Small, rural communities are the hardest hit by those deficiencies, with several birthing centers in Iowa closing as of late.

OB-GYNs do much more than abortion care, too: They treat conditions related to reproductive organs and those that affect menstruation, pregnancy, childbirth, and the pelvic floor. That involves screening for cancer, monitoring pregnancies, and more.

In communities without labor and delivery units, delivery outcomes worsen, according to a study conducted by the University of Iowa and published this year in the Journal of Rural Health.

Pregnancy is complicated, even without emergency complications, because a lot of underlying conditions are exacerbated by pregnancy.

“That decision [when to act] will fall to the patient’s physician, ultimately, to have enough information to justify performing an abortion for a patient whose life is at risk,” Boevers said, adding there’s never a clear-cut moment when the scale has tipped toward a woman’s life being in danger. “People need to be prepared to watch women die in early pregnancy because Iowa does not have the medical personnel across the state to deal with emergencies in early pregnancy for everyone.”

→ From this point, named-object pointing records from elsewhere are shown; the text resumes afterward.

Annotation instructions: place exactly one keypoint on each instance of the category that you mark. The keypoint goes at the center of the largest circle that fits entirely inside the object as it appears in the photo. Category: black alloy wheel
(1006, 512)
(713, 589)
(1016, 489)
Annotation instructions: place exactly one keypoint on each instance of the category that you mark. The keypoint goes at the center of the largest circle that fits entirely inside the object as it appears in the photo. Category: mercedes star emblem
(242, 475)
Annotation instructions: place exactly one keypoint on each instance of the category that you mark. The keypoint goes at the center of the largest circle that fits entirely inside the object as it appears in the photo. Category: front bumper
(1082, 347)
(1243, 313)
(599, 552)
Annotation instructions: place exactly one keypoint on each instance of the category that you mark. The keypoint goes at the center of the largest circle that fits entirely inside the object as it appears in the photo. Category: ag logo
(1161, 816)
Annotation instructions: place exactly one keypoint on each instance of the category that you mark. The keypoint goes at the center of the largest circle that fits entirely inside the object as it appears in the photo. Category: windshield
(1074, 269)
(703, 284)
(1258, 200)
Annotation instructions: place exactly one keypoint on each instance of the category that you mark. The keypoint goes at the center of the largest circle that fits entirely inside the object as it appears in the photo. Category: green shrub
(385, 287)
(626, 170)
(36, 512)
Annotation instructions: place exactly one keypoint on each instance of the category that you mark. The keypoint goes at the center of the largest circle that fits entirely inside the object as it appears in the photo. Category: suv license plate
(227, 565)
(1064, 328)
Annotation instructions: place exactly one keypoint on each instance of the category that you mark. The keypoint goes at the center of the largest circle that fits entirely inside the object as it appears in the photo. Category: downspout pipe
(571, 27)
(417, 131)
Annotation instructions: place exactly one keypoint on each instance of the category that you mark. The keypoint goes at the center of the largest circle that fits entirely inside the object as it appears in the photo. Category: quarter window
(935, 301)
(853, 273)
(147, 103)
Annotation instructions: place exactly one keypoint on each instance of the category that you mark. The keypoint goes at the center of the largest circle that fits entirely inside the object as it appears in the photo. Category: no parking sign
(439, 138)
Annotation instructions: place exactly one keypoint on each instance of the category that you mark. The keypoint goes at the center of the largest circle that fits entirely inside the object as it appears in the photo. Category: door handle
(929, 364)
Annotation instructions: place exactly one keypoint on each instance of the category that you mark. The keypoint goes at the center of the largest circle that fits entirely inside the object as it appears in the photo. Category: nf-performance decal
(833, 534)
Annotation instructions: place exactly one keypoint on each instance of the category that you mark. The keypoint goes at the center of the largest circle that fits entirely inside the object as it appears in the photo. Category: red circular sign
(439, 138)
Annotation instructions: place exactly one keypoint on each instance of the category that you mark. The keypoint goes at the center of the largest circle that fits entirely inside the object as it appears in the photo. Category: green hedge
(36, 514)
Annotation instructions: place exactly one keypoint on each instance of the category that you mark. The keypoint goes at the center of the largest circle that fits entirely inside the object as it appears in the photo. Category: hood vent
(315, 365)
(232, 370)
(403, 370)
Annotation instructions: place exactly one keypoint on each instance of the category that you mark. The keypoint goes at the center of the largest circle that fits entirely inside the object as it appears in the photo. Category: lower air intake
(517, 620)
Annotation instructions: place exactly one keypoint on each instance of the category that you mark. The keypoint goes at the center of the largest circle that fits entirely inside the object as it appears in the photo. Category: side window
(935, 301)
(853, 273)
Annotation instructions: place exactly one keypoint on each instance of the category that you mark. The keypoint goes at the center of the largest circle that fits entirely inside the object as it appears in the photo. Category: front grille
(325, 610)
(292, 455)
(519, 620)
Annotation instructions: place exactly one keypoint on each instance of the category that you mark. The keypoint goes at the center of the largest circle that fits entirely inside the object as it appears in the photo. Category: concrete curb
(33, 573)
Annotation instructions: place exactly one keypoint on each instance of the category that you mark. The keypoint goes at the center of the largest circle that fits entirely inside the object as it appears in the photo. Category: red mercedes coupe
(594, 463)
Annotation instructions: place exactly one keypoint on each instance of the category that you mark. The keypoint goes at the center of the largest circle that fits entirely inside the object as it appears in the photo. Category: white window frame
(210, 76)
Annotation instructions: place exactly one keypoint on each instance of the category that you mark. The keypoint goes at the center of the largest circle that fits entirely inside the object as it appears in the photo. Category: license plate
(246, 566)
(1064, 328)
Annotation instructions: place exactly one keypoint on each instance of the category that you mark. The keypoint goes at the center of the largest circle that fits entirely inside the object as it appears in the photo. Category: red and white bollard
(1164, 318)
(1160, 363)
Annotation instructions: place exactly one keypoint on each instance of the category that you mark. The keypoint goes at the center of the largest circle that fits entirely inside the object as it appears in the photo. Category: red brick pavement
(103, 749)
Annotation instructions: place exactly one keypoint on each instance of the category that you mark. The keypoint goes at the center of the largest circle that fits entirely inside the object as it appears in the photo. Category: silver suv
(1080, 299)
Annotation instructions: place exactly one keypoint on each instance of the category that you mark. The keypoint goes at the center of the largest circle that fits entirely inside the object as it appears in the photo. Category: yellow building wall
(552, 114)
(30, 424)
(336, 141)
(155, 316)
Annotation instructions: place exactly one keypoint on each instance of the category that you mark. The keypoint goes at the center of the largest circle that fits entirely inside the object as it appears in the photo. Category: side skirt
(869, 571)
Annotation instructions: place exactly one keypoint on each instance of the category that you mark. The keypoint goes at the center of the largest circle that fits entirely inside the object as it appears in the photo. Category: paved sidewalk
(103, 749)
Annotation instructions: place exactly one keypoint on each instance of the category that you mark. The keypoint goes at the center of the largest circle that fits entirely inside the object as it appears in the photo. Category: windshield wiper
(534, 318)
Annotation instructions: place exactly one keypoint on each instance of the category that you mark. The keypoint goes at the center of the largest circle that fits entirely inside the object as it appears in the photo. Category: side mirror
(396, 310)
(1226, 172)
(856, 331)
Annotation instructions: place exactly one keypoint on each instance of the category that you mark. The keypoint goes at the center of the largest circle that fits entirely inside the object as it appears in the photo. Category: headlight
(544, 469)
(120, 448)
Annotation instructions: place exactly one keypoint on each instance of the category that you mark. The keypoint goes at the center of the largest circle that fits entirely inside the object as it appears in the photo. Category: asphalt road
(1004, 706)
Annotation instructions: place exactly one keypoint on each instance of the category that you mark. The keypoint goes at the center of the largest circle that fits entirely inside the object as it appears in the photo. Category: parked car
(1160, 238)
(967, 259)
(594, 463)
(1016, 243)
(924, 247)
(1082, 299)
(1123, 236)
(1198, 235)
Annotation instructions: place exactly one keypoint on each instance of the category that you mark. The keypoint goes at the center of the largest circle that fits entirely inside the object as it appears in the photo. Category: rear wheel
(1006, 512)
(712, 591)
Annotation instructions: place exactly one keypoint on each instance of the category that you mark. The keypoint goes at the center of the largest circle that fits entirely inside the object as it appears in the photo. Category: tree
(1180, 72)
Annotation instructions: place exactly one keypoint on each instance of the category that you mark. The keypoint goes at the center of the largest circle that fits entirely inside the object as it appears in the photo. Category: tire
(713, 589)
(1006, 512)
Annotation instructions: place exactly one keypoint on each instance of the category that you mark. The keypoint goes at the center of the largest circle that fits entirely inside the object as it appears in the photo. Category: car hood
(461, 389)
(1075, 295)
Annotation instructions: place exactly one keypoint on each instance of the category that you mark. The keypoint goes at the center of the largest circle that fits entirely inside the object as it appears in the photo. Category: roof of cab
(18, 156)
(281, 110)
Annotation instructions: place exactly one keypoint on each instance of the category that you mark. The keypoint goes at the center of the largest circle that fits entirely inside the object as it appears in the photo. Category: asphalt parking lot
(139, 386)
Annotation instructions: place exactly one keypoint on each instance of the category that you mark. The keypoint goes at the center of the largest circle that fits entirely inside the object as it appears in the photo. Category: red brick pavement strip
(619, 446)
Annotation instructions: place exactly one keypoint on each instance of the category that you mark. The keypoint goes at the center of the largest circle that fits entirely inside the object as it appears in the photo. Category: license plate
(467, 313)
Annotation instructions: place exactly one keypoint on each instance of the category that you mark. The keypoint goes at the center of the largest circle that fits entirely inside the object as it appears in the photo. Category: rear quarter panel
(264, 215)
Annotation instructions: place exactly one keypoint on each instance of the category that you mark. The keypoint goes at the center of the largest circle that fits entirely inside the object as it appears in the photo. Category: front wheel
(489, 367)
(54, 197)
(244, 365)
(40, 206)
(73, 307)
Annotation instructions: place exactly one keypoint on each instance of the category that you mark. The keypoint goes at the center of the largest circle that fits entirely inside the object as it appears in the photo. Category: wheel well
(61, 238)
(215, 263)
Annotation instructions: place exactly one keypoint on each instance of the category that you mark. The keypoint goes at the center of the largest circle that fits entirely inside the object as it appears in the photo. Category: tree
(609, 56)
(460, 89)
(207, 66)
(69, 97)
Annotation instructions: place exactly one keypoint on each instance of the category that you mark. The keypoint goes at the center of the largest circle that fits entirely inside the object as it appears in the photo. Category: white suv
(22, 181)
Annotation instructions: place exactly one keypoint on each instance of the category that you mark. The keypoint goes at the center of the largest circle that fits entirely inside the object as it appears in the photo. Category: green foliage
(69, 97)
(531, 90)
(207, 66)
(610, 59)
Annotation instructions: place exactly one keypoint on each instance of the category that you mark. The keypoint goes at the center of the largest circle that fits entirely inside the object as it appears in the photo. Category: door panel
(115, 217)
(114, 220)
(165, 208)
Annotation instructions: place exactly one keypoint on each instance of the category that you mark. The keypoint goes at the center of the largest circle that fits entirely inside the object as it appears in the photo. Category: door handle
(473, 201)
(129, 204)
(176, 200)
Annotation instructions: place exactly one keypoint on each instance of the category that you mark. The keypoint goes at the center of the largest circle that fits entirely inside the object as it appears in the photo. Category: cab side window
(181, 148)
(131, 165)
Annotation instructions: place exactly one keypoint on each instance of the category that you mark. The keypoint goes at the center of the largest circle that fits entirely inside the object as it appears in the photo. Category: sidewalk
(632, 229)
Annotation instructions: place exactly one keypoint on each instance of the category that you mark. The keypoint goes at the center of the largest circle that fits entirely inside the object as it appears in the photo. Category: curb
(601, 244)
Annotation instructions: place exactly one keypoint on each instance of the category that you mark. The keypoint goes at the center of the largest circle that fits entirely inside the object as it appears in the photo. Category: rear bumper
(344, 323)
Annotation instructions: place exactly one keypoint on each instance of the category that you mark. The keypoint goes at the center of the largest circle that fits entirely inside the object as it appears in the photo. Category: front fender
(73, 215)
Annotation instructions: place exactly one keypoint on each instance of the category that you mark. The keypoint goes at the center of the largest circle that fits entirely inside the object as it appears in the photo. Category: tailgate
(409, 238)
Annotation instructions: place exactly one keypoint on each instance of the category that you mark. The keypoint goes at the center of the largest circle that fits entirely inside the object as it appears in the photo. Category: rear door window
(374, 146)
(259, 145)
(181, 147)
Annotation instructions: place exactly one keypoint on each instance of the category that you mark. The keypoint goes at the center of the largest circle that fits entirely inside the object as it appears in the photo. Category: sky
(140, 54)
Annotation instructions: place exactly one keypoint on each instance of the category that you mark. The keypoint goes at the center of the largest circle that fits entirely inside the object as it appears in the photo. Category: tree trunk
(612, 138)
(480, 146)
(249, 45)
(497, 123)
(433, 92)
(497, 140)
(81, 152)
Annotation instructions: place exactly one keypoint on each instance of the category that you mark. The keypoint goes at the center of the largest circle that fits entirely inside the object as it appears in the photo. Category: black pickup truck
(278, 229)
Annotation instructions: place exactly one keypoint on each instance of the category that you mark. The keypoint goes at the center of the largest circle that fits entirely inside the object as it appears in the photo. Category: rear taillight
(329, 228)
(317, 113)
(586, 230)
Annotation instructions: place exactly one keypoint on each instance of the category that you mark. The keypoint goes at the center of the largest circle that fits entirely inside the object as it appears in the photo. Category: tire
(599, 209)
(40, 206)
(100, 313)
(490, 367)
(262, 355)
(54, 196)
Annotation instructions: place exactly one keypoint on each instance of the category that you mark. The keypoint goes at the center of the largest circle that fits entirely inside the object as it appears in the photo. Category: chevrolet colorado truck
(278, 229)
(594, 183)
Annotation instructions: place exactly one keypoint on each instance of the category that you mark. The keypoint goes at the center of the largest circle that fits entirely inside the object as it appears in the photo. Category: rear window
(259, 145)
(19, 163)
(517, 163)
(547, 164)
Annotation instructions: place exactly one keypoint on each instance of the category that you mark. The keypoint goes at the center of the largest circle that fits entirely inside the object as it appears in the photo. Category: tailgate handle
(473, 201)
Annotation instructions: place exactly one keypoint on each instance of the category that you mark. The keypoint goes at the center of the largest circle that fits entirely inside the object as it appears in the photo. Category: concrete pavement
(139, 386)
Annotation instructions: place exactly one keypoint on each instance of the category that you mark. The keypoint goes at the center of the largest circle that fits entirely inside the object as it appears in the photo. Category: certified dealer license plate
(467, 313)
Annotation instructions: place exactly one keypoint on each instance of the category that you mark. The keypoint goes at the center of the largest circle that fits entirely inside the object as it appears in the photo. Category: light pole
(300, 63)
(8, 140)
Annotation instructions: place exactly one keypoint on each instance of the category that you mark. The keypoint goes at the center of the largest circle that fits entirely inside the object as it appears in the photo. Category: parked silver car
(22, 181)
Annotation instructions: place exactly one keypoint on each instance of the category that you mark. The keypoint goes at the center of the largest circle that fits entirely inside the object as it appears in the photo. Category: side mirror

Bingaman said Broadlawns is doing a grant-approved, year-long fellowship program with the goal of training people to be OB-GYNs and then having them practice in rural Iowa.

“We have 10 applicants, but a lot of them want to incorporate abortion care into their practice,” Bingaman said. “And so they may not even apply here, interview here, once they learn of the potential legislation happening in Iowa.”

Medical school and residencies are the best ways to recruit and retain qualified workers said Bingaman, who went to medical school at the University of Iowa.

“That’s how I ended up here,” she said.